8. Bölüm: Bana İnanmak İstemiyor

2.2K 886 322
                                    

1 saat sonra...

İşimi halletmiş evime gelmiştim. Defne'yi arayıp hep beraber benim evime gelmelerini söylemiştim. Defne sinir krizi geçiriyor gibiydi. İlayda'ya bol bol küfür ettikten sonra telefonu kapattı.

Aklımda bir sürü soru vardı. Mesela İlayda Defne'ye mesaj atmıştı. Fakat kağıtta yazan yere gittiğimizde Defne'yi değil, beni almak istemişlerdi. Benim gideceğime nasıl emin olmuşlardı ki? İlayda kimdi peki? Bizimle ne derdi vardı?
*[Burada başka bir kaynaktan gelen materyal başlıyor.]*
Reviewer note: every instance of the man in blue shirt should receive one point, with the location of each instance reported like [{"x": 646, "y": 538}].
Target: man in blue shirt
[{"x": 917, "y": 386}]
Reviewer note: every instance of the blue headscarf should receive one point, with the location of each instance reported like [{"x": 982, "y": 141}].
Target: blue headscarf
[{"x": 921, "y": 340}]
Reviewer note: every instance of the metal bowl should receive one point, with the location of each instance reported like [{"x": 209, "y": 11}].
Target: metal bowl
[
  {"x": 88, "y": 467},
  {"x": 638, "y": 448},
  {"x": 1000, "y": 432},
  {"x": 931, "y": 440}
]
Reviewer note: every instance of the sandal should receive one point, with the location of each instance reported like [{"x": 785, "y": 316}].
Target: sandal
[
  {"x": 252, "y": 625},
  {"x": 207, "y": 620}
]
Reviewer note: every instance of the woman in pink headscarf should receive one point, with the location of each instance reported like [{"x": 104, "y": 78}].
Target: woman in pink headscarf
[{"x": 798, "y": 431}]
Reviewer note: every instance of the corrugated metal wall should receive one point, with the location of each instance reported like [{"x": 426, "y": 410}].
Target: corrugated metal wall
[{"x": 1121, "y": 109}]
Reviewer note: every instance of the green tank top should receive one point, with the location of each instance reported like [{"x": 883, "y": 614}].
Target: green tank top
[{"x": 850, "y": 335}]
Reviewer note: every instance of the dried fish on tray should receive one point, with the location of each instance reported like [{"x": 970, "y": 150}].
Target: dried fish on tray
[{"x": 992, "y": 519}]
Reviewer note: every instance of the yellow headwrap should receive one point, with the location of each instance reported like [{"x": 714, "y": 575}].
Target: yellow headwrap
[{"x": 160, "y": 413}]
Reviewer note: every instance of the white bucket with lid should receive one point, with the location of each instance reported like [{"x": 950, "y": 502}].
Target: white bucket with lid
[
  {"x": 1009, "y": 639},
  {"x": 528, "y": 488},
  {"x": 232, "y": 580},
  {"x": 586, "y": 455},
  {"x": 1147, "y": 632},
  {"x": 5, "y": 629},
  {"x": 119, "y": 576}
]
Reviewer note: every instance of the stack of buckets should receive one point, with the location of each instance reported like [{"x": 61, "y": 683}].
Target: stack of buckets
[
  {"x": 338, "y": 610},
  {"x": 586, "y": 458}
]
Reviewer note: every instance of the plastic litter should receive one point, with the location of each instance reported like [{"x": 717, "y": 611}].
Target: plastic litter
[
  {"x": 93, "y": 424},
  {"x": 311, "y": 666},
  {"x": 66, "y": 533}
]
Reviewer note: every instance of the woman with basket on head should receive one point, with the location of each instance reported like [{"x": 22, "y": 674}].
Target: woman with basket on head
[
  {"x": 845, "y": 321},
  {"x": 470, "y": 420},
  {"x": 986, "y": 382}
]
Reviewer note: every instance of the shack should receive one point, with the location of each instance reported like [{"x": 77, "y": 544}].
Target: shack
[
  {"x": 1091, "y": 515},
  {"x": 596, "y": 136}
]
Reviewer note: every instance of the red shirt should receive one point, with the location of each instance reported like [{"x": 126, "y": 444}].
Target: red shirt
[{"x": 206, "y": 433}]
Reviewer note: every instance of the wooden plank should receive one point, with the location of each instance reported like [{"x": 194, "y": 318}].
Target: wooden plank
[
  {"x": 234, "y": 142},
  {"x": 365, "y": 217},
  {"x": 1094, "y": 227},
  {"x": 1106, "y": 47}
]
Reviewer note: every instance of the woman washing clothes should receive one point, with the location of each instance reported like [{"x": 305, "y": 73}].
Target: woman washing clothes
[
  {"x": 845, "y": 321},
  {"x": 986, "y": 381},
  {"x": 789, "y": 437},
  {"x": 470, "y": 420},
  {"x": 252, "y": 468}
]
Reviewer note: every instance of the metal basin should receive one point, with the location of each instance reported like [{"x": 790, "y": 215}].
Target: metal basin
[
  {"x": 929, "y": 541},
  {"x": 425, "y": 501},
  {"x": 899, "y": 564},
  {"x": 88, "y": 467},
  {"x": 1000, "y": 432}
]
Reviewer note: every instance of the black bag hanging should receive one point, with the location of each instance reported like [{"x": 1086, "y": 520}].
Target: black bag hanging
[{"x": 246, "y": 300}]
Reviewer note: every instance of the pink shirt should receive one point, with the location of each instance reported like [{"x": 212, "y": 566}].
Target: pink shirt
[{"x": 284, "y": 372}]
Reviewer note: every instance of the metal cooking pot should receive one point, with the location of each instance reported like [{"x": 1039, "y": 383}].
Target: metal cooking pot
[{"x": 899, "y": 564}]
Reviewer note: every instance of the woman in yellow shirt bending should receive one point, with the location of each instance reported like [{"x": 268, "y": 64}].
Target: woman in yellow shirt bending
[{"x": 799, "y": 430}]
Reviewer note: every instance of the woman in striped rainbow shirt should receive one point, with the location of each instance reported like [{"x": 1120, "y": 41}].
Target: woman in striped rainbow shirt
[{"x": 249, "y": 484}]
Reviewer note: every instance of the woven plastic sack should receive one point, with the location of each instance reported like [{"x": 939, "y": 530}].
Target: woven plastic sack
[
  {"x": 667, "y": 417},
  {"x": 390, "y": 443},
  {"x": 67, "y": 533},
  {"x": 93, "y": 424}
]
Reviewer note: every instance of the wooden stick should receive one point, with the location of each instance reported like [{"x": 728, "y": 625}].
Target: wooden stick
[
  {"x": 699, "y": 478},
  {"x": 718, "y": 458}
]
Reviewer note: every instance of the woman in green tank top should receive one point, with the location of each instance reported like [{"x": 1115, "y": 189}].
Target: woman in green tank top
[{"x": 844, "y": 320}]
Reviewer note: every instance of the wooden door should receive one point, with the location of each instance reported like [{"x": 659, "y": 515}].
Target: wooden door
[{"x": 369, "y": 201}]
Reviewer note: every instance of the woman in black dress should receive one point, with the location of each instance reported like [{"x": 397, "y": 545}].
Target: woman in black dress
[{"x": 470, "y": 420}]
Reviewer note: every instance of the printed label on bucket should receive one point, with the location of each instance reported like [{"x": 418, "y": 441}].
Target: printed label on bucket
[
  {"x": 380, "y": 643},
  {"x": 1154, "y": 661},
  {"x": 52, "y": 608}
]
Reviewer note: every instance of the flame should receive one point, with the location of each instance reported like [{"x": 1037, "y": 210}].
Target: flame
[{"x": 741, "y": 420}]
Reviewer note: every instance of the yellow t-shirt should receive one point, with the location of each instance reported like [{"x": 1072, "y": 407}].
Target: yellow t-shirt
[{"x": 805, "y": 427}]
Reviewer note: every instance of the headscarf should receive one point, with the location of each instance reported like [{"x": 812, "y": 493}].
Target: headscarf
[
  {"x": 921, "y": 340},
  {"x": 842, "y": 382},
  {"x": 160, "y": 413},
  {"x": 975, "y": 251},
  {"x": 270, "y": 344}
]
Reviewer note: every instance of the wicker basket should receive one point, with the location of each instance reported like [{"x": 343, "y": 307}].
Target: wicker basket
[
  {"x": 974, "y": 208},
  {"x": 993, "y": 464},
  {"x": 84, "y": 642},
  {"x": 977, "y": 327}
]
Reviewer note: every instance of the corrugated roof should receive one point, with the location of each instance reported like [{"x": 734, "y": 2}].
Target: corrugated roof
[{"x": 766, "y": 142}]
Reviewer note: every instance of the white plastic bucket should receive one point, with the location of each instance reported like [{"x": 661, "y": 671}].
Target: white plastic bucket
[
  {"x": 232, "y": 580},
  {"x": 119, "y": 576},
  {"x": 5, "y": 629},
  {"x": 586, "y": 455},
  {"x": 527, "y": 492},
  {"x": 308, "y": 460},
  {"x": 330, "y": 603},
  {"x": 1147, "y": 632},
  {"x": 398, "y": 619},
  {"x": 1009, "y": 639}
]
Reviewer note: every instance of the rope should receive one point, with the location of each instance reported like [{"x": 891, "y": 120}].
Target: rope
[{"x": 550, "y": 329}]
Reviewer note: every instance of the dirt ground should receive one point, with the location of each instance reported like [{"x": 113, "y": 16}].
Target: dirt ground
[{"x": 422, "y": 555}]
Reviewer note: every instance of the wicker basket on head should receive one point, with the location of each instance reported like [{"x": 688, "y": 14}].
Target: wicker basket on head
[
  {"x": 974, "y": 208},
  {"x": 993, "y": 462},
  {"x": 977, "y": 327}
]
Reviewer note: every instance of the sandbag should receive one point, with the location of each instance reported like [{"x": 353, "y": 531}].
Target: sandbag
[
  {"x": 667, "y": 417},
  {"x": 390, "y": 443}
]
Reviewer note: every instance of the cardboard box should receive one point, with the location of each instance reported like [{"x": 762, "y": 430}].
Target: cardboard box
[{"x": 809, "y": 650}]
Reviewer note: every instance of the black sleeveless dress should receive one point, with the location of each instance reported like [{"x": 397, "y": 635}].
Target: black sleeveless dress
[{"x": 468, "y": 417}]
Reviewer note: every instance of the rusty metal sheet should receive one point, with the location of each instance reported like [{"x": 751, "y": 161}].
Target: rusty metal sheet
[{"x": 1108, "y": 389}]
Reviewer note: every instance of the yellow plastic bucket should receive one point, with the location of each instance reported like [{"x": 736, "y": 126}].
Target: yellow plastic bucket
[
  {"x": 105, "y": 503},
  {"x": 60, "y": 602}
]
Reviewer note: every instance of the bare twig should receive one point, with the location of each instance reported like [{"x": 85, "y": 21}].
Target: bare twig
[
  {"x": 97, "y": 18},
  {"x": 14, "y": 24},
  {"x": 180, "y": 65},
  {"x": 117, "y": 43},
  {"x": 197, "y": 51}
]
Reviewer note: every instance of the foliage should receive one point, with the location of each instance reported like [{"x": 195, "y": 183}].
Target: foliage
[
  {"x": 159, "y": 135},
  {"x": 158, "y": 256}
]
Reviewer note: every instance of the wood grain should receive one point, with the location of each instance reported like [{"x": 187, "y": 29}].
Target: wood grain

Kafam karışık bir şekilde kendimi minik kütüphaneme attım. Genelde başıma bir şey geldiğinde alırdım bir kitap, rastgele bir sayfa açardım ve parmağımı sayfanın herhangi bir yerine getirip denk gelen cümleyi okurdum. Çoğu kez işime yaramıştır yazanlar. Şimdi de bunu yapmak istiyordum.

Elime bir kitabı aldım, rastgele bir sayfa açıp herhangi bir cümle okudum. Söyle yazıyordu:

Eğer varsa başında bela
Çok fazla kafaya takma
Sanma ki onlar boş duracak
Sen de yerinde sayma

Kitabı kapatıp yerine koyduğumda bu satırdan anlam çıkarmak ile meşguldum. Fazla kafama takmamam gerektiğini, ama önlem de almam gerektiğini söylüyordu bu satırlar. İntikam almak isteyeceklerdi.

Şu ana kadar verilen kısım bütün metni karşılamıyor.